Ark’s own products are sourced from related but largely non-dependent technologies within the Group and have been selected to enable them to be taken through development within the Group’s own means and to benefit from Orphan Drug Status and/or Fast Track Designation, as appropriate. This strategy has allowed the Group to retain greater value and greater control of clinical development timelines, and to mitigate the risks of dependency on any one particular programme or development partner. Ark has secured patents or has patent applications pending for all its lead products in principal pharmaceutical markets.
Ark has its origins in businesses established in the mid-1990s by Professor John Martin and Mr Stephen Barker of University College London and Professor Seppo Ylä-Herttuala of the AI Virtanen Institute at the University of Kuopio, Finland, all of whom play leading roles in the Company’s research and development programmes.
Ark’s shares were first listed on the London Stock Exchange in March 2004 (AKT.L).

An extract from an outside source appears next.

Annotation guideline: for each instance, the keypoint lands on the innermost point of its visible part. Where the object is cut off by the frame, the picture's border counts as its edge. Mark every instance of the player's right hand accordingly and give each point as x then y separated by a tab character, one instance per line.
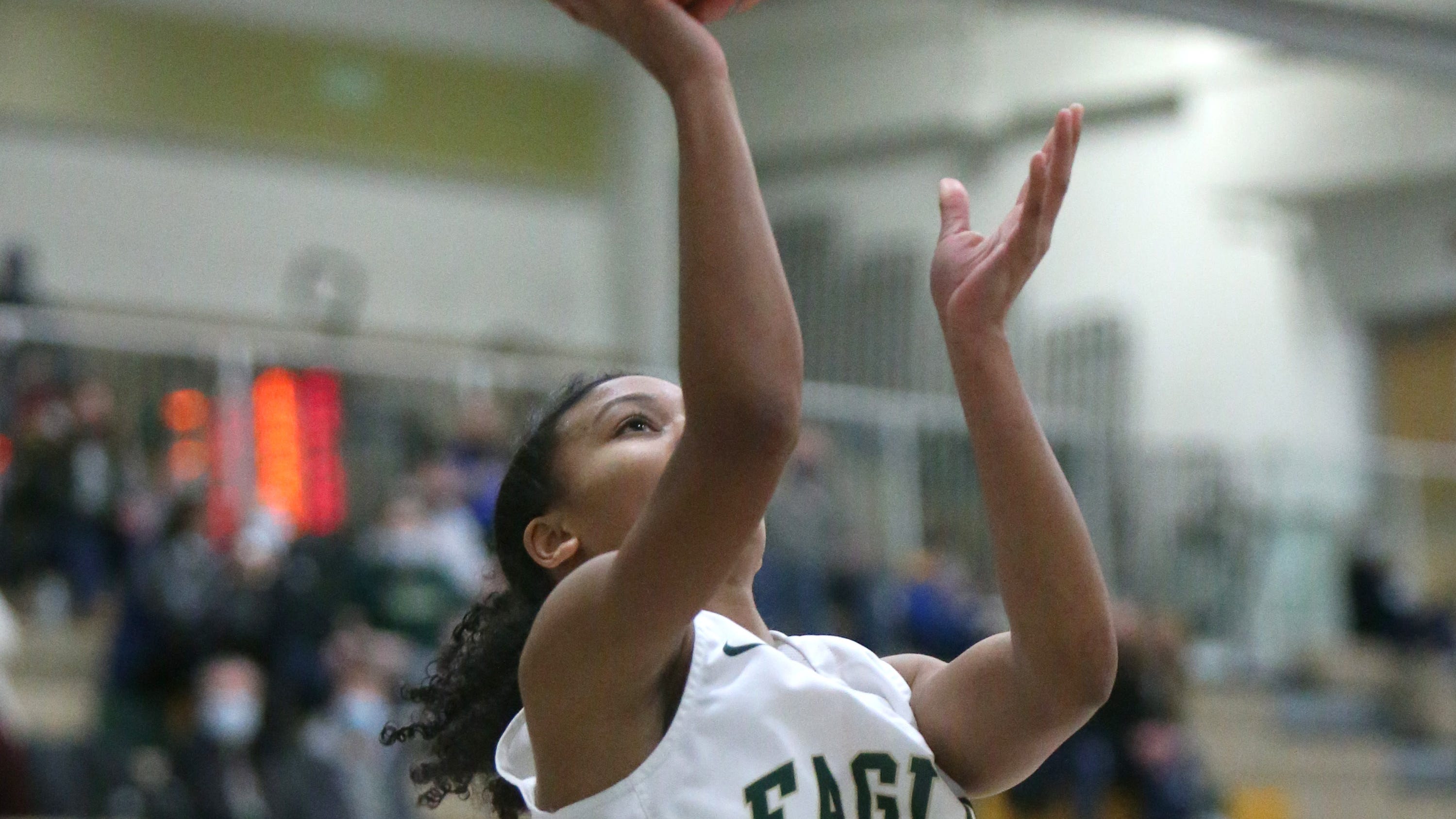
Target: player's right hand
663	35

This announcement includes “forward-looking statements” which include all statements other than statements of historical facts, including, without limitation, those regarding the Group’s financial position, business strategy, plans and objectives of management for future operations (including development plans and objectives relating to the Group’s products and services), and any statements preceded by, followed by or that include forward-looking terminology such as the words “targets”, “believes”, “estimates”, “expects”, “aims”, “intends”, “will”, “can”, “may”, “anticipates”, “would”, “should”, “could” or similar expressions or the negative thereof. Such forward-looking statements involve known and unknown risks, uncertainties and other important factors beyond the Group’s control that could cause the actual results, performance or achievements of the Group to be materially different from future results, performance or achievements expressed or implied by such forward-looking statements. Such forward-looking statements are based on numerous assumptions regarding the Group’s present and future business strategies and the environment in which the Group will operate in the future. Among the important factors that could cause the Group’s actual results, performance or achievements to differ materially from those in forward-looking statements include those relating to Ark’s funding requirements, regulatory approvals, clinical trials, reliance on third parties, intellectual property, key personnel and other factors. These forward-looking statements speak only as at the date of this announcement. The Group expressly disclaims any obligation or undertaking to disseminate any updates or revisions to any forward-looking statements contained in this announcement to reflect any change in the Group’s expectations with regard thereto or any change in events, conditions or circumstances on which any such statements are based. As a result of these factors, readers are cautioned not to rely on any forward-looking statement.